Inevitably, toxic media culture and structural oppressions are mapped in all of the platforms and countries. Although China has constructed seemingly effective and perfect regulation, freedom of speech is heavily challenged and patriotic values are encapsulated into social media, which fails to protect vulnerable groups and directly answer to public expectations. In American context, technology companies, telecommunication, and intermediaries play distinctive role in protecting social order. However, American platform companies are rather accepted in national level, but not in an international level. Anglo-Saxon countries (expect America) has large public expectations in moderating violent contents, which prefers co-regulation of state and companies, partially similar to Chinese country-as-platform strategy. No regulatory regimes are absolute correct or effective, platform regulation refers to seeking an ethical solution that is most acceptable in different socio-cultural context.

Reference List

Darbinyan, R. (2022). The Growing Role Of AI In Content Moderation. Forbes.

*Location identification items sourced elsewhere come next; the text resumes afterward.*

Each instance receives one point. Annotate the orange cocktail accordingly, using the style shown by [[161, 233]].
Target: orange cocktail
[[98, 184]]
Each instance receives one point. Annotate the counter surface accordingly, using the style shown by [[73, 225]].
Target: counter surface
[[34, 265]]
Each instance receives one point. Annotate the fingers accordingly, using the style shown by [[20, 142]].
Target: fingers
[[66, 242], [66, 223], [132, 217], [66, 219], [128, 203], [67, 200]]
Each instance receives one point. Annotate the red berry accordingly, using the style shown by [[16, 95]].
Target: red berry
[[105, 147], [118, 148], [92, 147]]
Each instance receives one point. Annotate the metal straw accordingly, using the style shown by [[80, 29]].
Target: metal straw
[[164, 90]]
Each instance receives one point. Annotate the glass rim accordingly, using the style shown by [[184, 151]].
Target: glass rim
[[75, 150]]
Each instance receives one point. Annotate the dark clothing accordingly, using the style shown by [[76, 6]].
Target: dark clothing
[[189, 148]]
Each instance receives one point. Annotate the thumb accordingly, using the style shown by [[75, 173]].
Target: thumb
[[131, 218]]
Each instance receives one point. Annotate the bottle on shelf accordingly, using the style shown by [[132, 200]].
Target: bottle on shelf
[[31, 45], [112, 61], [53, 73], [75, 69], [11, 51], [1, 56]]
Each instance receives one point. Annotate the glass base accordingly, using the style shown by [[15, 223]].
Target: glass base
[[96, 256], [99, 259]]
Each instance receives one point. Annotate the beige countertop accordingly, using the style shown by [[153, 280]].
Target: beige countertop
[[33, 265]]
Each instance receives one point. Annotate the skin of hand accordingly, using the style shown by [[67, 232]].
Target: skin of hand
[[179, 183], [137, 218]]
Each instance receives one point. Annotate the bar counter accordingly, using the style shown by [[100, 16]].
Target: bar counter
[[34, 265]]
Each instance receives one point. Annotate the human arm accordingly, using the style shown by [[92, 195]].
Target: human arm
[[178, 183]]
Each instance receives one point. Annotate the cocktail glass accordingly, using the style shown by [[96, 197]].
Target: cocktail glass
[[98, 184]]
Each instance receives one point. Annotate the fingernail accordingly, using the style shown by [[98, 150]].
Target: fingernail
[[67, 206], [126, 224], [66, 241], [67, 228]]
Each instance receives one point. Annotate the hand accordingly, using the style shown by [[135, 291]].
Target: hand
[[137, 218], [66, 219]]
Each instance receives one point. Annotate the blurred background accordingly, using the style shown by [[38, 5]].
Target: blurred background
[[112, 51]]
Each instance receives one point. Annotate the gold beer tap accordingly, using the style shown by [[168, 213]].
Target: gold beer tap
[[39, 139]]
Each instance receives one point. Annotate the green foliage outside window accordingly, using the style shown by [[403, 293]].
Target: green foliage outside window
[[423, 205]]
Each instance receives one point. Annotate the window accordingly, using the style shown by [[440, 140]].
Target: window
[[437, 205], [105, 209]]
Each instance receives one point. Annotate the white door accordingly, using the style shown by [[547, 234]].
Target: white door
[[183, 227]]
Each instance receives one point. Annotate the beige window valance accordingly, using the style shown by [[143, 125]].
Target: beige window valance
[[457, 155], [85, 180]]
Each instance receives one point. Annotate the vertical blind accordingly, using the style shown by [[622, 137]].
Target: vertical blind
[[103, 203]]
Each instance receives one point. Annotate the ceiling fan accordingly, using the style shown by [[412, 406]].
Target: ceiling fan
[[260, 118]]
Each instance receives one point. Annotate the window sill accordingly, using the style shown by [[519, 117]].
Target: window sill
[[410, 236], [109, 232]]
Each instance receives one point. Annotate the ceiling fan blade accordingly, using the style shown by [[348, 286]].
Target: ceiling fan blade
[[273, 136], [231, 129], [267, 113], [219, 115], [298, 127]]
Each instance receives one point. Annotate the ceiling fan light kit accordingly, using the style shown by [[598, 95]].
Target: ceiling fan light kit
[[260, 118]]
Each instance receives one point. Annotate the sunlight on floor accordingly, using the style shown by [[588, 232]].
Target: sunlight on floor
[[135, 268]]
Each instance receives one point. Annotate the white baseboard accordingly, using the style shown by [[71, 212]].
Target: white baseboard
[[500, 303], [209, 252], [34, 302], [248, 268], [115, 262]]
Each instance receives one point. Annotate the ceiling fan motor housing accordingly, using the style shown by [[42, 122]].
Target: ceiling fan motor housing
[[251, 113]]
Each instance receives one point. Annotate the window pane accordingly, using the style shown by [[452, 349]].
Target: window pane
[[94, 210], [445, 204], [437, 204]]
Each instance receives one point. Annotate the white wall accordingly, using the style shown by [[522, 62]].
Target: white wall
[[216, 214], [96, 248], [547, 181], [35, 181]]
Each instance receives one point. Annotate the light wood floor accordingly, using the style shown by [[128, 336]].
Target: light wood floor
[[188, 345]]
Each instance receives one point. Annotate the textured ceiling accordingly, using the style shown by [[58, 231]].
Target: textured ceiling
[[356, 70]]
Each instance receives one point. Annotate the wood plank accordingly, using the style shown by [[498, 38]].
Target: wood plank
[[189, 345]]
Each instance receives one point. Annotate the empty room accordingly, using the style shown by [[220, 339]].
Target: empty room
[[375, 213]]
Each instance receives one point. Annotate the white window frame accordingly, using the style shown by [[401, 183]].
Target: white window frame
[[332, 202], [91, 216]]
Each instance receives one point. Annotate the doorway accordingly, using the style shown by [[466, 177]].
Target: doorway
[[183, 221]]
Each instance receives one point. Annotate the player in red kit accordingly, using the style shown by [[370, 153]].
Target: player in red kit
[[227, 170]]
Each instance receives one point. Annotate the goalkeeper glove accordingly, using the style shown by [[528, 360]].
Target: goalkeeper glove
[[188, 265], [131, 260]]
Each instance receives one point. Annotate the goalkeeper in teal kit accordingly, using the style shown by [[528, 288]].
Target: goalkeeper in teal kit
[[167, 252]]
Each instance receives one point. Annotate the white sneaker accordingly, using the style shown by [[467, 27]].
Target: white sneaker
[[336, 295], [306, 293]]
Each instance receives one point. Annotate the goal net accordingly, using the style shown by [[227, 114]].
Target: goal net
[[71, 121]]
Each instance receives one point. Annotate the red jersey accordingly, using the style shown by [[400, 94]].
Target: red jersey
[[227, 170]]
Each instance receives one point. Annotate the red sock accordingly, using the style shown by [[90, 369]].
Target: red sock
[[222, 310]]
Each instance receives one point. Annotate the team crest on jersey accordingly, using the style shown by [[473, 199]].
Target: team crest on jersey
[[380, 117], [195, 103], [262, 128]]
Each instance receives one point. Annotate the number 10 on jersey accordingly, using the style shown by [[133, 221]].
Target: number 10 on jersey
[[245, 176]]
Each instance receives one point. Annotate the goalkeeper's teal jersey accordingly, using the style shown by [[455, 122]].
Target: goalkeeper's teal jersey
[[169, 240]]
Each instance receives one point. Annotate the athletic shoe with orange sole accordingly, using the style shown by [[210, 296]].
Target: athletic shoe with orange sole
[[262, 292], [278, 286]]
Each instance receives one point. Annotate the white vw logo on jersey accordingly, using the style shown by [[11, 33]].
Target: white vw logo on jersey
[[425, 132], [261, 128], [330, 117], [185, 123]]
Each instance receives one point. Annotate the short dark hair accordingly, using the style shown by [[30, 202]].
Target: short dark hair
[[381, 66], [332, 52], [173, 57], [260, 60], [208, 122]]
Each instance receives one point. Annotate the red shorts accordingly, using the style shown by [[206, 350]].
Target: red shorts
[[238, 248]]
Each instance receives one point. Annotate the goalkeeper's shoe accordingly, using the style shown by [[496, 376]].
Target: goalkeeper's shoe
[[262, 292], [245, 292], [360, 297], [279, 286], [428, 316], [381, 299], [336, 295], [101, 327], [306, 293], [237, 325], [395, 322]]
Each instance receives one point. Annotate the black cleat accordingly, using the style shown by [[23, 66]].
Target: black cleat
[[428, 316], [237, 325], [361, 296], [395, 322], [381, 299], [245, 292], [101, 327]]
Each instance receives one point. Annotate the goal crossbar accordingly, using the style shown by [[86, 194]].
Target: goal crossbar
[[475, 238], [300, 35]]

Flew, T., Martin, F., & Suzor, N. (2019). Internet regulation as media policy: Rethinking the question of digital communication platform governance. Journal of Digital Media & Policy10(1), 33-50.

Kloet, J., Poell, T., Guohua, Z., & Fai, C. Y. (2019). The platformization of Chinese Society: infrastructure, governance, and practice. Chinese journal of communication12(3), 249-256.

Mao, F. (2022, June 23). Tangshan and Xuzhou: Fury and questions over China’s treatment of women. BBC News.

McCallum, S. (2022, September 26). TikTok may be fined £27m for failing to protect children. BBC News.

Gillespie, T. (2018). Custodians of the Internet: Platforms, Content Moderation, and the Hidden Decisions That Shape Social Media. New Haven: Yale University Press.

Schelesinger, P. (2020). After the post-public sphere. Media, culture & society42(7-8), 1545-1563.